Keypads act as an extra layer of security. You can use both a card reader and a keypad at the same door if need be.

Biometric readers

Keyless access systems

If you don’t want to carry around a key card or remember a pin code, then you could opt for a keyless system or smart lock. This can function using your smartphone. The reader uses Bluetooth to communicate with your phone and grant access via an app.

Keyless systems are convenient and secure as you need to have the right credentials on your phone in order to gain access.

Locking components

Every door needs a lock. With access control systems, this lock is electronic so that it functions alongside the card reader or keypad to lock or unlock the doors when access is granted to a building or a room.

There is more than one type of electronic hardware available, such as electromagnetic locks or electric strikes. The electric lock hardware you install will be dependent on the type of door.

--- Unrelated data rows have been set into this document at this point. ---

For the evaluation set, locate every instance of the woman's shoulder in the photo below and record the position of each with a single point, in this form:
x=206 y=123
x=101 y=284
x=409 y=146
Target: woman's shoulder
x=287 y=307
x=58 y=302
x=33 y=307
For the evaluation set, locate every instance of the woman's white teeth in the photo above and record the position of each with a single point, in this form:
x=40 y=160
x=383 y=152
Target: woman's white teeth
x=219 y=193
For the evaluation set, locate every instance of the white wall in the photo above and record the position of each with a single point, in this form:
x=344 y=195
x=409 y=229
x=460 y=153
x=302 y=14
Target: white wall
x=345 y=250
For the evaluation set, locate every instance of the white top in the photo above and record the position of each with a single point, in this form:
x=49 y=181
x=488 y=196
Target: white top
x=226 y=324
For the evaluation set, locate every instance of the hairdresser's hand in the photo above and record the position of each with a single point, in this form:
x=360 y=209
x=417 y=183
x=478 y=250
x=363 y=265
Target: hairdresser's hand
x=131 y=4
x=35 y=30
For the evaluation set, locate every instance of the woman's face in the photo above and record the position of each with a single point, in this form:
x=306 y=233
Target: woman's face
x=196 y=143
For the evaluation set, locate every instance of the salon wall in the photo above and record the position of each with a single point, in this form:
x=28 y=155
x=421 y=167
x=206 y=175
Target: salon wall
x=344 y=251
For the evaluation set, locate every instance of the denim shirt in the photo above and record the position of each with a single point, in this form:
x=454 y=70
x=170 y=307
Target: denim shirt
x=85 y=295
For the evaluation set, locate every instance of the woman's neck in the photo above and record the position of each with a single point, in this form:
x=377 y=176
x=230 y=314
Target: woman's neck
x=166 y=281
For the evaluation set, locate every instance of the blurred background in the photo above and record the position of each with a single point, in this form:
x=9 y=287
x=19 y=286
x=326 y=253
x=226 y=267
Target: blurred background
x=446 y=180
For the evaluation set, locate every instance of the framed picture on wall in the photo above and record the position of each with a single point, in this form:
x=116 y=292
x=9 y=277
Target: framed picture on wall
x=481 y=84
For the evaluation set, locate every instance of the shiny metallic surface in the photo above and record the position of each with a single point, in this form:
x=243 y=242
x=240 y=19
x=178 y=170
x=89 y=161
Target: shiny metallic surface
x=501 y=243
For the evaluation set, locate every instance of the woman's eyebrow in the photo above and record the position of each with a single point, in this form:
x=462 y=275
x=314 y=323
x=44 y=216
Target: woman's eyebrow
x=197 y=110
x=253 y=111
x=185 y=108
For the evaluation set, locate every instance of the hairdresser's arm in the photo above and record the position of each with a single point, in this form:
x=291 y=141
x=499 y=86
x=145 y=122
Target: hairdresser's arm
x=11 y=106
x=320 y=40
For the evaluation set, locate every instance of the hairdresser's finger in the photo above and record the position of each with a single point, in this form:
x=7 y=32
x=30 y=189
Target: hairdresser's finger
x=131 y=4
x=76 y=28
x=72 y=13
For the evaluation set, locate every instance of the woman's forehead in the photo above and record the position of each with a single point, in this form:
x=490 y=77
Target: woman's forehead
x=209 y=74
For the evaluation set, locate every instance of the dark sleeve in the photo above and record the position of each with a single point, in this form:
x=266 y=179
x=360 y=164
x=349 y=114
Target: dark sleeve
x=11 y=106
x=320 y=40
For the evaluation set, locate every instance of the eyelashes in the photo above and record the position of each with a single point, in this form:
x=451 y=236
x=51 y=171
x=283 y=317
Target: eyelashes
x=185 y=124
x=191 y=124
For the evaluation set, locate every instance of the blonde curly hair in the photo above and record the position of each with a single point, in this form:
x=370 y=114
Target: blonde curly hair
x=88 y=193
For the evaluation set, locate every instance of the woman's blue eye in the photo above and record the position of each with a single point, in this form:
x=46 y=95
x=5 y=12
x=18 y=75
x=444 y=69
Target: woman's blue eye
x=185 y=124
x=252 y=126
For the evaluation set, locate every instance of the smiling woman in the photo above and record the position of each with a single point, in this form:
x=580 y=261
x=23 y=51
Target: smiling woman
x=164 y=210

Electric lock hardware allows you to freely exit the building whenever you need to. This means that in case of an emergency, you can unlock all doors instantaneously, ensuring that everyone will be able to get to safety and not be hindered by your access control system hardware.

Field control panels

Field control panels are the parts of door access control systems that help connect all elements together via a control panel. These panels are responsible for processing and relaying access control activity throughout the entire building to the access control software.

If you have a relatively large building with lots of access control activity, then you will need more panels. If you have a smaller location, then you may need to install only a couple of panels.

These panels are typically installed via electrical, communication, or telephone closets.


To ensure the safety of staff or customers, access control systems often connect to fire or intrusion alarms. This helps your entire business security system to work in unison should an emergency occur.

If a fire breaks out or an unauthorized person attempts to access doors that are controlled by electric lock hardware, your access control system can sound an alarm.